Earlier this year, VIOLA extended itself by launching VIOLA Cares, a social equity initiative that focuses on assisting formerly incarcerated individuals with the re-entry process. The company partnered with Root and Rebound, an Oakland-based organization whose mission is to restore power and resources to the families and communities most harmed by mass incarceration,  to create a first-of-its-kind toolkit for those re-entering society after a cannabis conviction. Harrington’s goals with VIOLA Cares is to give back to the community by providing job-placement support, record expungement, and living assistance.

“I’m a firm believer of not reinventing the wheel. If you could find people or companies who match up to your ethos and things you feel are important, it’s better to join them than beat them. We were able to do a great partnership with them to focus on re-entry.”

Re-entry for those affected by the justice system is not only a high barrier, but an institutionalized wall. Drug charges on records inhibit impacted people from acquiring jobs, business loans, or even acceptance to housing. VIOLA Cares’ ultimate goal is to turn the struggles of marginalized families affected by the justice system into an opportunity; by exposing re-entrants to opportunities in the cannabis industry, VIOLA Cares is able to place them where they can thrive.

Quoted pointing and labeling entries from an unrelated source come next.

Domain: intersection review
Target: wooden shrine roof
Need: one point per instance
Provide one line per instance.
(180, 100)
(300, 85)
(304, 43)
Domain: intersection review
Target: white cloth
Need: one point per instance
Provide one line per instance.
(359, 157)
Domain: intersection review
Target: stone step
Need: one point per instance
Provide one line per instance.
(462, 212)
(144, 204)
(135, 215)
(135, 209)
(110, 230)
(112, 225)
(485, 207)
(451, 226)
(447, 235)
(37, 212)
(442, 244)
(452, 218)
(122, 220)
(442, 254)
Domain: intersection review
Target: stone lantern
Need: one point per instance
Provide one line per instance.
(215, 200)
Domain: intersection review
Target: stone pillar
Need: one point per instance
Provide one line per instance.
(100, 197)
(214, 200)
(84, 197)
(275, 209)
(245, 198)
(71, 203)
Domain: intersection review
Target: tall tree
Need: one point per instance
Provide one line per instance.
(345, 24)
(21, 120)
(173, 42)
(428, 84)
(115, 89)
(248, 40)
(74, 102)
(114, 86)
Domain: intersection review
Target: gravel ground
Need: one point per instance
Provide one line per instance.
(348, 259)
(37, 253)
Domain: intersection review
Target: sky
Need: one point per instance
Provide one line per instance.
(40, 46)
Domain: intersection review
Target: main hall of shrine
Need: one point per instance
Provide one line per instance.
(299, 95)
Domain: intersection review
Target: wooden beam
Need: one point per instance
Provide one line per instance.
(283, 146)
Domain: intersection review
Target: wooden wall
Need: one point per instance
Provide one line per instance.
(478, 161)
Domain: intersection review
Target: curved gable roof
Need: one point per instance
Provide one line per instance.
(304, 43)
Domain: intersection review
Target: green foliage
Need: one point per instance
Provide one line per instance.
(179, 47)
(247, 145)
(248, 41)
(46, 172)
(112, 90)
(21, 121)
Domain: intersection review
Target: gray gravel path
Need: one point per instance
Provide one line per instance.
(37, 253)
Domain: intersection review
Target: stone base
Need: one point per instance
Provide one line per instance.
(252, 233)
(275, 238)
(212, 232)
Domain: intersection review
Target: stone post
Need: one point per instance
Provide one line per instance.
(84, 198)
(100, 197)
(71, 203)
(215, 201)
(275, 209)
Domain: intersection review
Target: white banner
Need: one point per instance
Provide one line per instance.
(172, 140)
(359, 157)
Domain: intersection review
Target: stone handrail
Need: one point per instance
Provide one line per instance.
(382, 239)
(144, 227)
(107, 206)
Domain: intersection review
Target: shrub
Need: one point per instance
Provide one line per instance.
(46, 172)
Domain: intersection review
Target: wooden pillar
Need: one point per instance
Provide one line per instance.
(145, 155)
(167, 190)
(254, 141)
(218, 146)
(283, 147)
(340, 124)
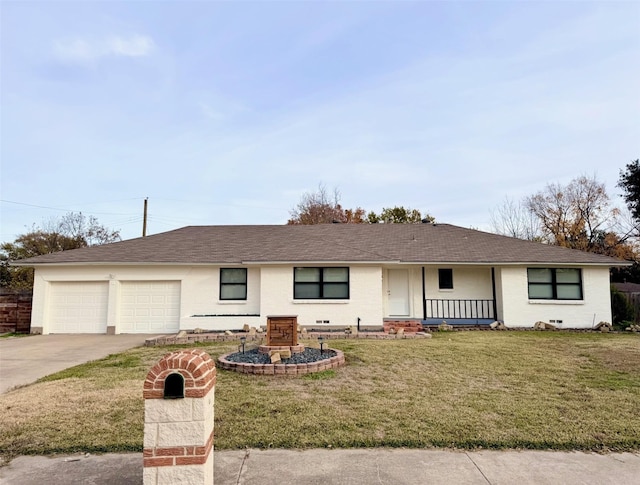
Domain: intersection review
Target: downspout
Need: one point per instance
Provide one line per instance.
(493, 288)
(424, 297)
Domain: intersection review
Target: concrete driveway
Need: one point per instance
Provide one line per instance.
(25, 359)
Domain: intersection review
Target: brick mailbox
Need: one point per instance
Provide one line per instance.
(178, 419)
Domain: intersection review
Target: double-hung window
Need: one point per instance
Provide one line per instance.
(555, 283)
(233, 283)
(445, 279)
(321, 283)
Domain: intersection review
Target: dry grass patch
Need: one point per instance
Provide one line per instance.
(544, 390)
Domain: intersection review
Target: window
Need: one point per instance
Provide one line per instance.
(445, 279)
(233, 283)
(321, 283)
(555, 283)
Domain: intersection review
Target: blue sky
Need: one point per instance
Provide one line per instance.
(227, 112)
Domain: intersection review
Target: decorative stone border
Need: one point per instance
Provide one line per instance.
(283, 369)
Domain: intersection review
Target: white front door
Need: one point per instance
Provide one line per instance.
(398, 293)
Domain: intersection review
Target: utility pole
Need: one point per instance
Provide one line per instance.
(144, 218)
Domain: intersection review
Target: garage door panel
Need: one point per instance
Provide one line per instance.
(150, 307)
(78, 307)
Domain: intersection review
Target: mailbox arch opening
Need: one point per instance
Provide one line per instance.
(174, 386)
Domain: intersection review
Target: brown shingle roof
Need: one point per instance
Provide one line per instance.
(411, 243)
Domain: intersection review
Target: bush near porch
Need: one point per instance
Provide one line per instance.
(538, 390)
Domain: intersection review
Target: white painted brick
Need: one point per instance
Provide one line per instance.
(519, 311)
(168, 410)
(182, 434)
(209, 411)
(150, 476)
(184, 475)
(204, 404)
(150, 435)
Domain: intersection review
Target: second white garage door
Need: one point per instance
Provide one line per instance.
(150, 306)
(78, 307)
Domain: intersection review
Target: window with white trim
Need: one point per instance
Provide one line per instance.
(233, 283)
(321, 283)
(445, 279)
(555, 283)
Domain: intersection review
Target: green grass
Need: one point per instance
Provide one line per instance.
(13, 334)
(537, 390)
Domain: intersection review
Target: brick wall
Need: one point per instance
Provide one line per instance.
(15, 311)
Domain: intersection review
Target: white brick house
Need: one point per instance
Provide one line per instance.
(221, 277)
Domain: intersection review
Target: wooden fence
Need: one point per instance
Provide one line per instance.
(15, 311)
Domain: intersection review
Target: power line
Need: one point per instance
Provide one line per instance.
(63, 210)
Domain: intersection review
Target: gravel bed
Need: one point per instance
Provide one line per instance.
(307, 357)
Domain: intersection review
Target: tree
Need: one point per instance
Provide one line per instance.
(322, 208)
(71, 231)
(399, 215)
(514, 219)
(630, 183)
(578, 215)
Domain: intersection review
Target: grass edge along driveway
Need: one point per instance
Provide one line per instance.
(536, 390)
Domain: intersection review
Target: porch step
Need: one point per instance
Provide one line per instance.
(409, 326)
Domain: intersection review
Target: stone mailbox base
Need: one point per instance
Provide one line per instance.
(178, 421)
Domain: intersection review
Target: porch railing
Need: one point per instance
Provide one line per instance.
(457, 309)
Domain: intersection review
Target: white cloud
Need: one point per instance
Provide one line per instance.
(134, 46)
(83, 50)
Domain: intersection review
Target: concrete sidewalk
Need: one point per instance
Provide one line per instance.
(353, 467)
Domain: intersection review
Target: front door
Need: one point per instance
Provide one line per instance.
(398, 293)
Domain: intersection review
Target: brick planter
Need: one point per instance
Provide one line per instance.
(283, 369)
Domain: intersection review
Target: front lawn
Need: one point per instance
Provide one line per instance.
(542, 390)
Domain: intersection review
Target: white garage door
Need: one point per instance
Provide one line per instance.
(150, 306)
(78, 307)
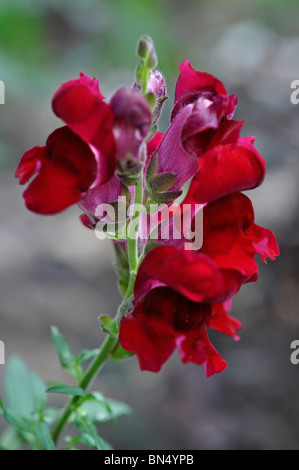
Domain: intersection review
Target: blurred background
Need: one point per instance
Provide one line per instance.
(53, 271)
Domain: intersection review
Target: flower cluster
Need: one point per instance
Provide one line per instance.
(106, 150)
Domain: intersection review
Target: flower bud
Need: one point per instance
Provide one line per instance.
(146, 51)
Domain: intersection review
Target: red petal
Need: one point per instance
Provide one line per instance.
(30, 164)
(80, 105)
(226, 169)
(192, 275)
(67, 169)
(195, 347)
(221, 321)
(191, 80)
(148, 336)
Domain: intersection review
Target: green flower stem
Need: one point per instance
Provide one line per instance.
(132, 236)
(107, 346)
(110, 342)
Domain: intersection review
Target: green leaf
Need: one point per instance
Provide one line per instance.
(86, 355)
(120, 354)
(165, 197)
(24, 391)
(11, 439)
(67, 360)
(108, 326)
(86, 426)
(101, 409)
(43, 434)
(161, 182)
(67, 390)
(20, 422)
(62, 347)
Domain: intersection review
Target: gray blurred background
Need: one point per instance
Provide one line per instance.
(53, 271)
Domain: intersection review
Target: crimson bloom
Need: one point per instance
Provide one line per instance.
(203, 140)
(179, 293)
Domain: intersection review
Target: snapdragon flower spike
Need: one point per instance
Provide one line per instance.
(174, 305)
(79, 103)
(132, 120)
(203, 140)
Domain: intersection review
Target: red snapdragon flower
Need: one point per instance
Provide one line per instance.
(203, 140)
(179, 293)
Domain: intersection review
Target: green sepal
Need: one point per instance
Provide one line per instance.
(161, 182)
(108, 326)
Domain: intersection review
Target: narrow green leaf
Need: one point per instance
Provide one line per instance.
(67, 390)
(86, 355)
(11, 439)
(20, 422)
(101, 411)
(86, 426)
(17, 387)
(62, 347)
(66, 358)
(43, 434)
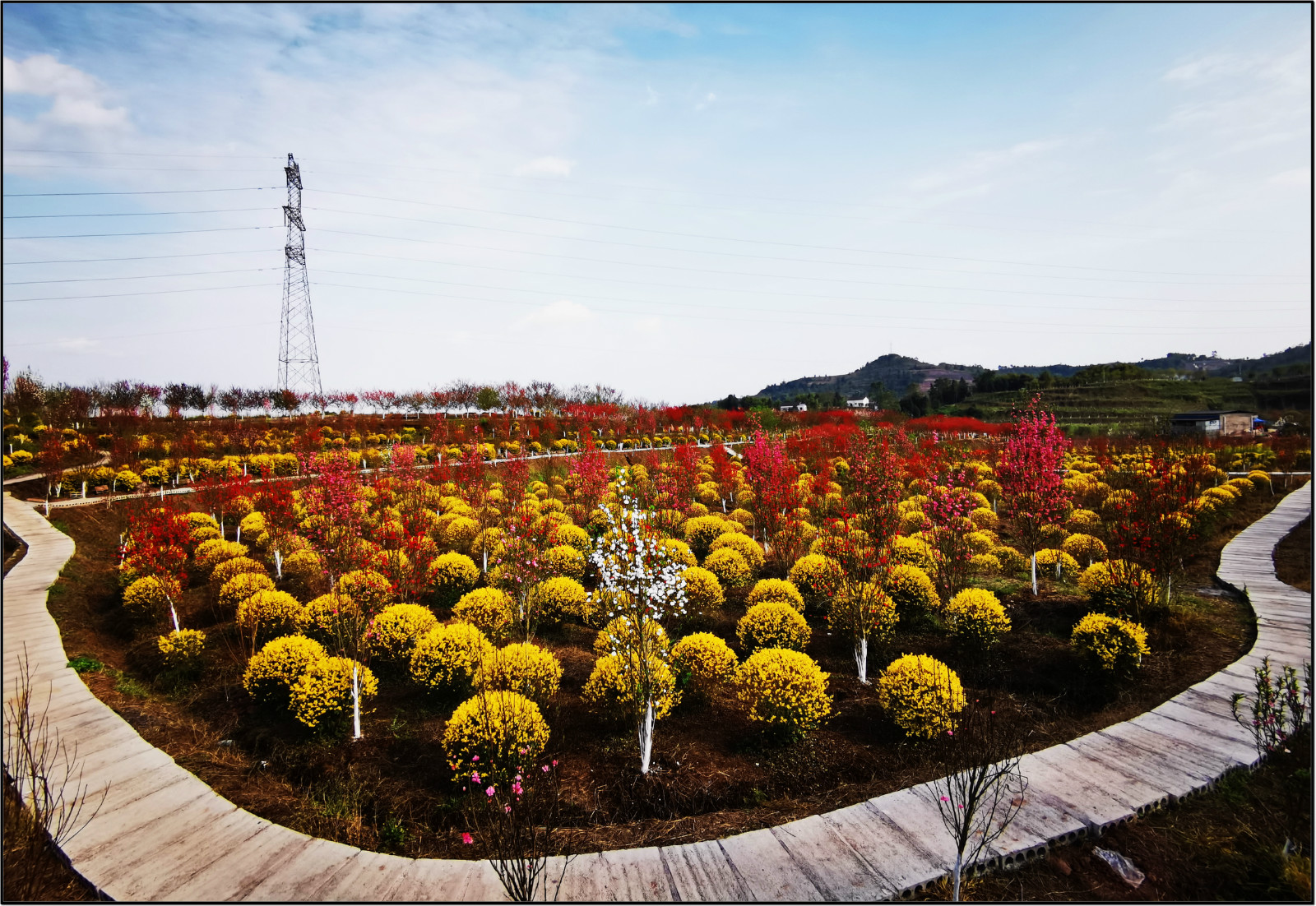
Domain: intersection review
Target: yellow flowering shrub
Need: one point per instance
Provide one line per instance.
(370, 589)
(269, 613)
(565, 561)
(743, 544)
(1110, 645)
(493, 734)
(210, 554)
(447, 659)
(570, 534)
(730, 568)
(276, 666)
(921, 695)
(559, 597)
(773, 625)
(811, 576)
(1048, 557)
(707, 660)
(1010, 559)
(182, 649)
(911, 589)
(1085, 548)
(394, 633)
(451, 576)
(521, 667)
(776, 589)
(975, 617)
(678, 551)
(241, 587)
(611, 688)
(487, 608)
(785, 689)
(149, 597)
(322, 695)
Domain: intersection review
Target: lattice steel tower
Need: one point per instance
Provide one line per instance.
(299, 362)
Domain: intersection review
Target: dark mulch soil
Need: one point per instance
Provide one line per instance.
(1294, 557)
(1227, 844)
(715, 774)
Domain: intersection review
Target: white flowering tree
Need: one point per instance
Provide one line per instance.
(645, 585)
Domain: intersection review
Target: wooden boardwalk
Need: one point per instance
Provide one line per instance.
(162, 834)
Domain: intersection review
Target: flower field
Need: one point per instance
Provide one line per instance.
(693, 623)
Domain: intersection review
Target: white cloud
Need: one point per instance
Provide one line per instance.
(563, 313)
(545, 167)
(79, 99)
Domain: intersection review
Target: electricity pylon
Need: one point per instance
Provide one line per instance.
(299, 362)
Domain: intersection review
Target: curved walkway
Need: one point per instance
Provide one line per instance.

“I look at the way this industry is blowing up, there is not enough representation- people who look like me- in the room. We’ve been getting locked up for the last 90 years and now it’s a booming industry. We’re still locked up. People still have drug charges on their records where they can’t get a decent job because of the war on drugs. We wanted to create VC to give back and take money to help people to get back into society.”

(Courtesy photo)

VIOLA Cares’ social equity program also helps people get licensing to begin their cannabis business. Just recently, VC took 38 applicants through a preapproval process in Los Angeles; however, California law is that before you own and operate a cannabis business, you are required to have land — an actual building to put your dispensary or cultivation or delivery company in. For those re-entering society, this is a systemic challenge. By partnering with VIOLA Cares, applicants are able to provide a source of backing for their business that will assist with accounting, stocking the shelves, and back-end operational work that will help to align them for success. Harrington’s social equity initiative has already spent $500,000 in the process and strives to mold the next millionaires in the industry. They are currently waiting to hear back from California’s decision making.

When asked where Mr. Harrington sees VIOLA and VIOLA Cares in five years, he sees his company as one of the premiere brands in the country creating thousands of jobs for people of color, spearheading as a platform for millionaires through ownership principles, and educating the Black community about the benefits of cannabis and the opportunities within the booming cannabis industry. The drive Al had to help heal his grandmother is now becoming a safe haven for families and communities alike.